# Some suggestions, pointers or advice? (z31)



## Urishen (Mar 8, 2008)

So I'll get right into it. I've got an 86 300zx N/A sitting, collecting field mice, and various other critters. I replaced the engine not long ago, with a pull-a-part 'special'. And for most of the time, it's sat since. 

Today I got her running with the help of a friend, and another Nissan. For some odd reason, my Z wont start (off a jump) with anything else but another Nissan.. Crazy huh? I digress. Small plume of light blueish smoke, smelled like gas bad. Definitely sounded like not all cylinders were firing, until you got above 4-5k RPMs.
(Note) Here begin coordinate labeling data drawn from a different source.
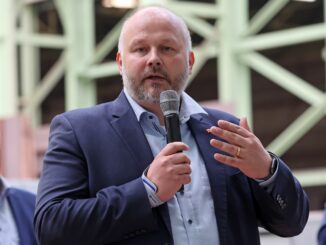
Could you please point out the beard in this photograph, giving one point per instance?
(136, 88)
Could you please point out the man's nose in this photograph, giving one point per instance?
(154, 58)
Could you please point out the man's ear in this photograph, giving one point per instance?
(191, 61)
(118, 59)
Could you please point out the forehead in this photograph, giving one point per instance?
(152, 24)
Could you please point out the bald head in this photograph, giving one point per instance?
(155, 14)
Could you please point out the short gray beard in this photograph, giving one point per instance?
(138, 92)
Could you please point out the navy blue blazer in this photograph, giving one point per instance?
(22, 205)
(91, 192)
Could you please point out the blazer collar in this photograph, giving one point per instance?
(216, 171)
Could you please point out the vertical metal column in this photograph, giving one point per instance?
(8, 60)
(234, 77)
(29, 60)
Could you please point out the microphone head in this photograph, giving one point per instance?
(169, 102)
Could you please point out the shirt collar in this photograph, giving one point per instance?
(188, 107)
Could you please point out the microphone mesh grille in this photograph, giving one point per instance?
(169, 102)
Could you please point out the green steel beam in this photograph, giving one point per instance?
(41, 40)
(298, 128)
(80, 91)
(285, 79)
(264, 16)
(199, 9)
(311, 177)
(234, 78)
(203, 52)
(101, 70)
(282, 38)
(8, 61)
(50, 80)
(197, 25)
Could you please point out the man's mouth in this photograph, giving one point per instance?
(155, 77)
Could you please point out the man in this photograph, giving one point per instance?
(16, 216)
(110, 178)
(322, 230)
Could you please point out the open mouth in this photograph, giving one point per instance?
(155, 77)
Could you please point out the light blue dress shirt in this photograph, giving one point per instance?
(8, 231)
(191, 212)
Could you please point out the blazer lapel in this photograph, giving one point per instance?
(215, 170)
(125, 123)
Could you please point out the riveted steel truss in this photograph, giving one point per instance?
(232, 39)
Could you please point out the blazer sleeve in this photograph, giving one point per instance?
(282, 207)
(65, 211)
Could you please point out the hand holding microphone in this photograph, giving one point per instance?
(170, 168)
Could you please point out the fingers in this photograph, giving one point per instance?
(230, 149)
(173, 148)
(244, 123)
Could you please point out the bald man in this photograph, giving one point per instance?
(110, 178)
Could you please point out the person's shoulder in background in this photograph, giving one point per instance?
(322, 230)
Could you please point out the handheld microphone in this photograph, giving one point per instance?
(169, 103)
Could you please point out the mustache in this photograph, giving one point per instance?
(157, 72)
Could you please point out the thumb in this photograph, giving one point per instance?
(244, 123)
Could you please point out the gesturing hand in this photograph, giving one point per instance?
(244, 149)
(169, 170)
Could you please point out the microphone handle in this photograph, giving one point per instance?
(172, 126)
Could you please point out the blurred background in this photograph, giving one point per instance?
(256, 58)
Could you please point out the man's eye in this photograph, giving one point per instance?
(167, 49)
(140, 50)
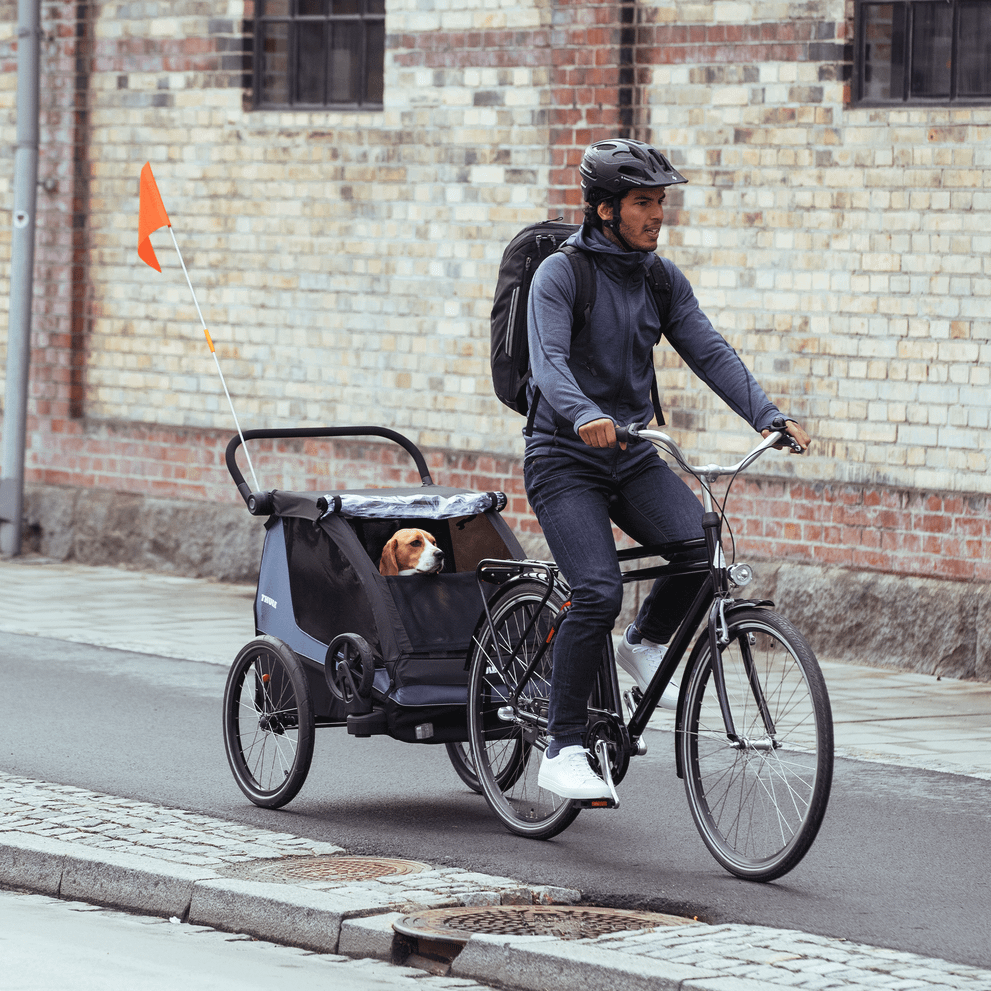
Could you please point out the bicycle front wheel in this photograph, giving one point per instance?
(503, 737)
(758, 801)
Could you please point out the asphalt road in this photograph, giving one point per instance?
(901, 860)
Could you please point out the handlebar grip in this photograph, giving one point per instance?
(780, 424)
(632, 432)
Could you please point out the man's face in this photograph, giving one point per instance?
(641, 213)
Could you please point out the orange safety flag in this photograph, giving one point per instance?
(151, 216)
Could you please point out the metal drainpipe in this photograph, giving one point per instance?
(21, 278)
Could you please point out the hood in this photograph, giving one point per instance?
(611, 257)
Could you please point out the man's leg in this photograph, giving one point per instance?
(571, 502)
(656, 507)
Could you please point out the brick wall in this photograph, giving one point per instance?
(344, 262)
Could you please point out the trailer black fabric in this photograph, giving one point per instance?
(419, 627)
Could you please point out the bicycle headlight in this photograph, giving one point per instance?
(740, 574)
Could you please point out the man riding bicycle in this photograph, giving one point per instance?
(579, 481)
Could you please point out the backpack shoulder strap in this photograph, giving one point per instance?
(660, 285)
(584, 269)
(583, 266)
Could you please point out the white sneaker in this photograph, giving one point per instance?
(640, 661)
(570, 775)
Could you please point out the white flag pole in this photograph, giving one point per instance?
(216, 360)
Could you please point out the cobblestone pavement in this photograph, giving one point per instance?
(75, 844)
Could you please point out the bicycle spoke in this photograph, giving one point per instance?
(758, 801)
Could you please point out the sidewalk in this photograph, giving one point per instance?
(75, 844)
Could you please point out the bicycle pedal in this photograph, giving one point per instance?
(596, 803)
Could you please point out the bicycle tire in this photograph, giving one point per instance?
(759, 806)
(504, 762)
(268, 722)
(464, 766)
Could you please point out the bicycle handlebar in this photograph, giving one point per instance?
(636, 431)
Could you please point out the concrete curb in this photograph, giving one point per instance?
(356, 922)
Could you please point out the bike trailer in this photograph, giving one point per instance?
(320, 592)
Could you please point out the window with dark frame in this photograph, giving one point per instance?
(313, 54)
(923, 51)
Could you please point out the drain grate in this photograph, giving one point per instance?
(344, 870)
(563, 921)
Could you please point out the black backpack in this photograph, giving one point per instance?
(510, 354)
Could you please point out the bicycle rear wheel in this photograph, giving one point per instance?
(502, 742)
(758, 803)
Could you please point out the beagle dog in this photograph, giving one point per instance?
(411, 552)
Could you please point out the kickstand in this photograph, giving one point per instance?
(602, 752)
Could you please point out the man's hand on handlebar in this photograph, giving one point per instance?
(799, 439)
(600, 433)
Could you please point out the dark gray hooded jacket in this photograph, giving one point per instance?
(607, 369)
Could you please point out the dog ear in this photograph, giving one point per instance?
(388, 564)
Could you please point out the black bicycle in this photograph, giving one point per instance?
(753, 730)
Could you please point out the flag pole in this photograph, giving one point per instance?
(216, 360)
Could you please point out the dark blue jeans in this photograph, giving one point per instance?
(576, 502)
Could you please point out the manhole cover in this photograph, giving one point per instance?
(342, 869)
(562, 921)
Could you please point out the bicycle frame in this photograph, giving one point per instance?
(713, 598)
(710, 605)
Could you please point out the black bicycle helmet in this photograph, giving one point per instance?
(614, 167)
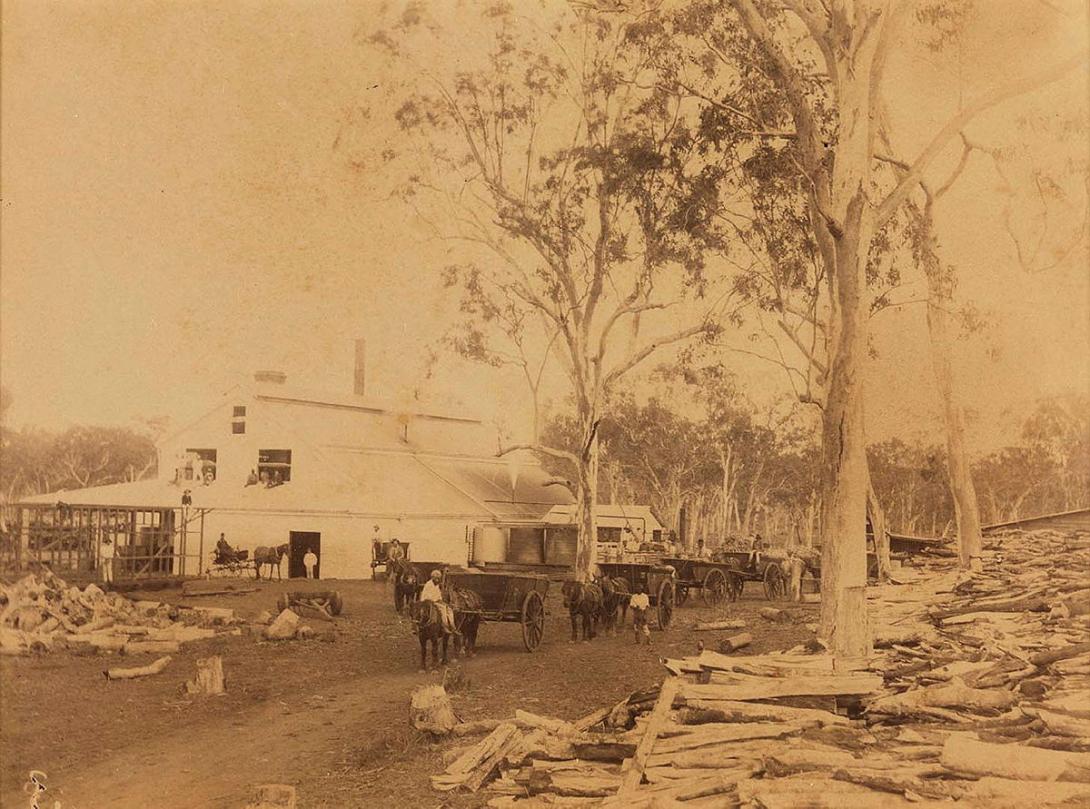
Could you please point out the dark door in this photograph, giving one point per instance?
(299, 543)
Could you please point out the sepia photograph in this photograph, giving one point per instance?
(544, 403)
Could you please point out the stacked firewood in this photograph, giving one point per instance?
(978, 695)
(40, 613)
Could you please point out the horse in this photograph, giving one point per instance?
(430, 628)
(582, 599)
(467, 606)
(407, 582)
(615, 598)
(270, 556)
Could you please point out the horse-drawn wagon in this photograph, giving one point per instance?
(656, 580)
(499, 596)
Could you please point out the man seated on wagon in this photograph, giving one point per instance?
(433, 592)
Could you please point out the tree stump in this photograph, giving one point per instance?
(431, 711)
(209, 679)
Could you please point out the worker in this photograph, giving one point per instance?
(106, 553)
(641, 605)
(433, 592)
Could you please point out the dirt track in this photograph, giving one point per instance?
(327, 717)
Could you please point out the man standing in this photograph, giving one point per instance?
(106, 553)
(433, 592)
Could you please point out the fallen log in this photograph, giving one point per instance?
(209, 680)
(759, 688)
(147, 671)
(1014, 761)
(734, 711)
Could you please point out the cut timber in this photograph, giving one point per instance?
(632, 771)
(736, 642)
(153, 647)
(759, 688)
(430, 711)
(141, 672)
(711, 735)
(1057, 654)
(734, 711)
(955, 695)
(209, 679)
(1015, 761)
(703, 626)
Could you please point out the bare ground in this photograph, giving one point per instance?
(329, 719)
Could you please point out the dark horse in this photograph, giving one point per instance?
(467, 606)
(582, 599)
(615, 599)
(270, 556)
(407, 583)
(430, 628)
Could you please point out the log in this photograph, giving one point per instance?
(704, 626)
(209, 679)
(734, 711)
(758, 688)
(152, 647)
(1044, 659)
(138, 672)
(632, 771)
(735, 642)
(430, 710)
(711, 735)
(1014, 761)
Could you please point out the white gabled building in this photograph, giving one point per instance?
(341, 466)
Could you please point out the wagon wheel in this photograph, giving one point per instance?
(774, 586)
(533, 620)
(735, 587)
(666, 599)
(715, 588)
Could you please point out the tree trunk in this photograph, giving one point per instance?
(844, 447)
(966, 510)
(585, 500)
(877, 523)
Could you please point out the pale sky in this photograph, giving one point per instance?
(174, 216)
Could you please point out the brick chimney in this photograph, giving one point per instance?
(360, 386)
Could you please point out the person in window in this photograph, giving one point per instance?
(433, 592)
(106, 553)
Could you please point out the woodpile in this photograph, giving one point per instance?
(41, 613)
(978, 695)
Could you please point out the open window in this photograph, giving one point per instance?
(274, 467)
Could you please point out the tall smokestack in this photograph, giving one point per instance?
(360, 386)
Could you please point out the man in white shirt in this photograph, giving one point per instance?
(641, 605)
(106, 554)
(434, 593)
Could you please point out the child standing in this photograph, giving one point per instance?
(640, 604)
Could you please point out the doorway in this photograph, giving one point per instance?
(299, 543)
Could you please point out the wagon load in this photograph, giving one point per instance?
(955, 708)
(41, 612)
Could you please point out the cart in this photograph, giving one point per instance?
(655, 579)
(506, 598)
(716, 580)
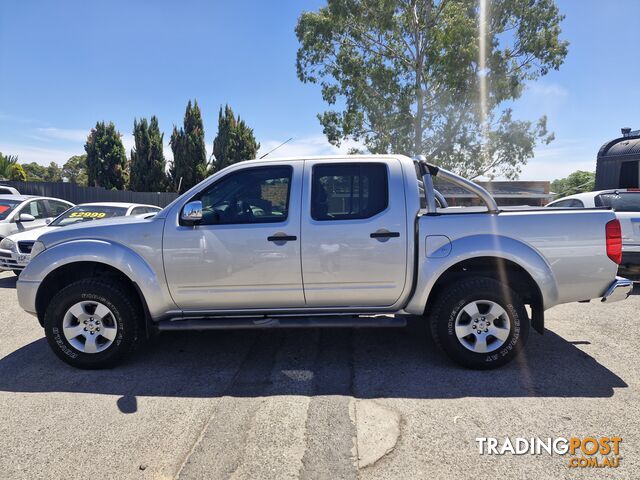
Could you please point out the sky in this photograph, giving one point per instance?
(65, 64)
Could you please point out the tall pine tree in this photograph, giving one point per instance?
(106, 157)
(235, 140)
(147, 169)
(189, 164)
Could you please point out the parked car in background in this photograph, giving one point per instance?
(25, 212)
(320, 242)
(7, 190)
(15, 250)
(626, 204)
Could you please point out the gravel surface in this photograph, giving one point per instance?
(317, 403)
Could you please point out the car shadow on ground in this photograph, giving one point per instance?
(8, 282)
(364, 363)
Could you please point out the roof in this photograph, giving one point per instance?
(629, 145)
(116, 204)
(19, 198)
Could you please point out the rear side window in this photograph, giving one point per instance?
(349, 191)
(620, 201)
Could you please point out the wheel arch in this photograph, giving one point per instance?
(505, 259)
(68, 273)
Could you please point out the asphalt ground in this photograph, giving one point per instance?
(317, 403)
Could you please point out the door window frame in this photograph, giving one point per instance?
(284, 218)
(348, 164)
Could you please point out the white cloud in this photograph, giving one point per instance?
(559, 159)
(547, 90)
(43, 156)
(71, 135)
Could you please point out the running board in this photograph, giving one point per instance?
(227, 323)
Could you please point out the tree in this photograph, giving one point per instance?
(189, 164)
(408, 76)
(10, 169)
(577, 182)
(106, 157)
(53, 173)
(75, 170)
(147, 168)
(235, 140)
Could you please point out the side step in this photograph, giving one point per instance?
(230, 323)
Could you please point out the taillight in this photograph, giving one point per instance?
(614, 241)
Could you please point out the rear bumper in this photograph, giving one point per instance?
(630, 265)
(620, 289)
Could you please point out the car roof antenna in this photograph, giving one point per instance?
(274, 149)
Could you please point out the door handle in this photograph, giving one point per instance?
(282, 238)
(385, 234)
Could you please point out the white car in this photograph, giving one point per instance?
(7, 190)
(15, 250)
(19, 213)
(626, 204)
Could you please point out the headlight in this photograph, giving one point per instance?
(37, 248)
(7, 244)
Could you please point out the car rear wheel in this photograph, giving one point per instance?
(92, 324)
(480, 323)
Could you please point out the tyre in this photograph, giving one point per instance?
(479, 323)
(92, 323)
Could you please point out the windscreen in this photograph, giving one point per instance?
(620, 201)
(86, 213)
(6, 206)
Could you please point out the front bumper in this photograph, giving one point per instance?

Anyway, my reason for all this, is i've been doing my fair share of googlin' and ebayin, and cragislistin' for engine rebuild kits and came up with varying results. 

See, i still have the first engine that came out of the Z before the 'pull-a-art special' engine. It's in pieces scattered about my shop. So I'm thinking of rebuilding that old engine. That said, i'm looking for a quality complete rebuild kit +/- items. Any pointers in any directions would be great. I ask here because of the wealth of knowledge here. and im not looking to buy a hospital wing either, between 4-600 would be great.


----------



## i r teh noobz (Apr 26, 2007)

Few people actually rebuild VG30s (at least from what I've noticed). They're too cheap and plentiful in junkyards. I'm not sure where to send you for parts other than a Nissan dealer.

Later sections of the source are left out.